Mais ceux qui souffrent de cette maladie ne sont jamais à l’abri d’une chute. En d’autres termes, l’orgueilleux finit par tomber car, dans la mythologie grecque, Némésis, la déesse de la vengeance, de l’équilibre et de la justice divine, était chargée de punir les humains qui se livrent à l’hybris.
Il faut avoir cela à l’esprit pour comprendre pourquoi l’une des inscriptions gravées sur le fronton du Temple de Delphes était « Rien de trop ».
L’Histoire politique africaine est remplie d’exemples d’individus qui en faisaient trop, qui étaient habités par des désirs mégalomaniaques et qui, à cause de cela, terminèrent leur existence d’une manière piteuse.
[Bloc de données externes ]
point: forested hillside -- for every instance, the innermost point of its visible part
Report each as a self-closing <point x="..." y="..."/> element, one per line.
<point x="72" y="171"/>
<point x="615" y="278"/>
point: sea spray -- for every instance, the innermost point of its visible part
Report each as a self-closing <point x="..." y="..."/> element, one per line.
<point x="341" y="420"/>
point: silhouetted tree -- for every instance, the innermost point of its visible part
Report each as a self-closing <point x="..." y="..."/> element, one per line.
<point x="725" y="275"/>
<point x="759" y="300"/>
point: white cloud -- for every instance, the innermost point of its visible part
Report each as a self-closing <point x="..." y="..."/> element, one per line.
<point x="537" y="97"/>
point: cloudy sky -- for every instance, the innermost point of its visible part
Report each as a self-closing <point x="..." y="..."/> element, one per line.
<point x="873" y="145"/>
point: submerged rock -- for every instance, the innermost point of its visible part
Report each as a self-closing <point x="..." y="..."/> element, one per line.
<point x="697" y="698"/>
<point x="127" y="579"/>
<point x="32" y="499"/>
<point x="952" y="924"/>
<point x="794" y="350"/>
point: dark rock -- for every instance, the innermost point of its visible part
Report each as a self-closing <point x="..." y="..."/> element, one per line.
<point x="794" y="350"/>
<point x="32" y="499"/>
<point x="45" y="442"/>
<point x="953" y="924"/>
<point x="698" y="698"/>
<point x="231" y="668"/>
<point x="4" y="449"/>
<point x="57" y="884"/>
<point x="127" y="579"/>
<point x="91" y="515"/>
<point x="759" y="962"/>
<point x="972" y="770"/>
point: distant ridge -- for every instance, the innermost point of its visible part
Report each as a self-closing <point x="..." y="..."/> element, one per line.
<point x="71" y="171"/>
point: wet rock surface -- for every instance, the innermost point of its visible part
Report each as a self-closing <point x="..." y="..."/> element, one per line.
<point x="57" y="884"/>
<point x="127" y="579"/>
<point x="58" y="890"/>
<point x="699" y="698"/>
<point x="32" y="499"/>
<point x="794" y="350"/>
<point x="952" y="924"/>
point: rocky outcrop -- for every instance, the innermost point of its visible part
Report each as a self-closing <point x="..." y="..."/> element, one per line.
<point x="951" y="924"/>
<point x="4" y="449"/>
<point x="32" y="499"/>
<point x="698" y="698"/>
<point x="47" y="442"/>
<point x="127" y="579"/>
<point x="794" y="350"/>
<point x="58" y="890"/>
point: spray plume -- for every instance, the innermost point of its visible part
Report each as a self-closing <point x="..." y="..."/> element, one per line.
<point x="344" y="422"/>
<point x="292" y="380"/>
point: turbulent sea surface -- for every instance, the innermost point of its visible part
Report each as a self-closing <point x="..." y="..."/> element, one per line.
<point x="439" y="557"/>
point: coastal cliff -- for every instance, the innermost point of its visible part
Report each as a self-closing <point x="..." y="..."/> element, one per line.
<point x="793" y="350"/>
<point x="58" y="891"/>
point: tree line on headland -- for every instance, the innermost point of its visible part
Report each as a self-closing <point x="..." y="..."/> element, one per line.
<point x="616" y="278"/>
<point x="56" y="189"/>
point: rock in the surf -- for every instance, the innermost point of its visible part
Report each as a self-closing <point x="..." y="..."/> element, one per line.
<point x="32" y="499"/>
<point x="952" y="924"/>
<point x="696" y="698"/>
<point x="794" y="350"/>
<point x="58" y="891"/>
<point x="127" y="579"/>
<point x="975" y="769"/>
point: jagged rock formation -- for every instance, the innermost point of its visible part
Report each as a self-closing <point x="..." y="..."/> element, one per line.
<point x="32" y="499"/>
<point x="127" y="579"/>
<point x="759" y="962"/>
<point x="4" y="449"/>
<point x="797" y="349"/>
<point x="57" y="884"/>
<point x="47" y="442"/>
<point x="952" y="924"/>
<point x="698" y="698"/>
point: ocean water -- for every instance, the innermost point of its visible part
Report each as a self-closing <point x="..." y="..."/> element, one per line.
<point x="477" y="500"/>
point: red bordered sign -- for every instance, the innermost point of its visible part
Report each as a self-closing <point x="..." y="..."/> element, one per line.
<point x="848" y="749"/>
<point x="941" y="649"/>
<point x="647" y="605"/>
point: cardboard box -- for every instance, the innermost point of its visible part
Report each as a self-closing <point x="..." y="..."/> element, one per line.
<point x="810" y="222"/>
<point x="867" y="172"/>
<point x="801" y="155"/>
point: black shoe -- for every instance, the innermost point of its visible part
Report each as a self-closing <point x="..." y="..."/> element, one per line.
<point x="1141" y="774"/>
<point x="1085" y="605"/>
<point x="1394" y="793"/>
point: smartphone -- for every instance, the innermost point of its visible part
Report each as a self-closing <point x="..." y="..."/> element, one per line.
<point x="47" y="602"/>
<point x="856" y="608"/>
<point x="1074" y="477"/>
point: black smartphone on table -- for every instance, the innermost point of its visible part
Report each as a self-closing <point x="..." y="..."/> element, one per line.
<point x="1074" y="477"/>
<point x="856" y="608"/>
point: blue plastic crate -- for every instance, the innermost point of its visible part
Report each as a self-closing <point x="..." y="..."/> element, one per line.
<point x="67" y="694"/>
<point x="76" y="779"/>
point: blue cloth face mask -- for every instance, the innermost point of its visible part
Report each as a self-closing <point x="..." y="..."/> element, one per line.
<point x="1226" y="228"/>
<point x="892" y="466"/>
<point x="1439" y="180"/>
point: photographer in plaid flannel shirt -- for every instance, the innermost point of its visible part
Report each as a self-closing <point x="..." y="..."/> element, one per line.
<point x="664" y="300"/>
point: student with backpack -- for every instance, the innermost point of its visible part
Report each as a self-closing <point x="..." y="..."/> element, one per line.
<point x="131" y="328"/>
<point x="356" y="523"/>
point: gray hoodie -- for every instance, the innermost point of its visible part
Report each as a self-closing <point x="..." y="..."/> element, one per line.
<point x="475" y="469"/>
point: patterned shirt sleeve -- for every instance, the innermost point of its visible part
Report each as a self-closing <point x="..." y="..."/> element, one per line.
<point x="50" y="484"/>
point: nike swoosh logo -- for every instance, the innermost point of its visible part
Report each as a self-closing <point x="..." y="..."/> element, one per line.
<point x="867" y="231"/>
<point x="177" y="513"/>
Citons, entre autres, Macias Nguema (Guinée équatoriale), Jean-Bedel Bokassa (Centrafrique) Mobutu (Zaïre) ou Idi Amin Dada (Ouganda).
Je voudrais m’attarder un peu sur le dernier cas.
Arrivé au pouvoir en 1971, Amin Dada devint vite célèbre à cause de ses frasques et bouffonneries. Partout et à tout moment, il voulait (dé)montrer qu’il était fort et puissant. Comme si cela ne suffisait pas, il décida, en octobre 1978, d’envahir une partie du territoire tanzanien. L’armée ougandaise occupa la Saillie de Kagera. Mais Julius Nyerere n’était pas homme à tolérer ce genre d’affront. Le premier président de Tanzanie organisa alors la riposte. Celle-ci fut fatale car, bien entraînée et déterminée, l’armée tanzanienne réussit à récupérer les villes tanzaniennes prises par les soldats ougandais et à chasser Idi Amin du pouvoir, le 10 avril 1979 lors de la bataille de Kampala.
La mésaventure d’Idi Amin Dada devrait instruire Kagamé qui donne l’impression que rien ne peut l’arrêter dans sa volonté de faire main basse sur le Nord-Kivu, voire sur le pouvoir de Kinshasa. La RDC, affaiblie et ridiculisée aujourd’hui, rien ne dit qu’elle sera dans cette position éternellement. Amin Dada, quoique soutenu par Kadhafi, fut vaincu à la fin. Bénéficier de l’appui des pays occidentaux ne devrait pas faire croire au président rwandais qu’il peut défaire facilement l’Afrique du Sud qui compte plusieurs partenaires dans le groupe des BRICS.
« Le plus fort n’est jamais assez fort pour être toujours le maître s’il ne transforme sa force en droit ». Je convoque ces sages paroles de Jean-Jacques Rousseau pour faire comprendre la chose suivante: Nous pouvons et devons régler nos différends autrement qu’en nous entretuant avec des armes fabriquées et vendues par ceux-là mêmes qui ont toujours rêvé de nous voir disparaître pour accaparer nos richesses.
L’absence d’ambition est aussi dangereuse qu’une ambition démesurée. Kagamé est ambitieux, il veut certainement faire de grandes choses pour son pays et pour l’Afrique. On ne peut le lui reprocher mais chacun de nous doit aussi savoir que n’est bonne que l’ambition qui ne détruit pas des vies humaines.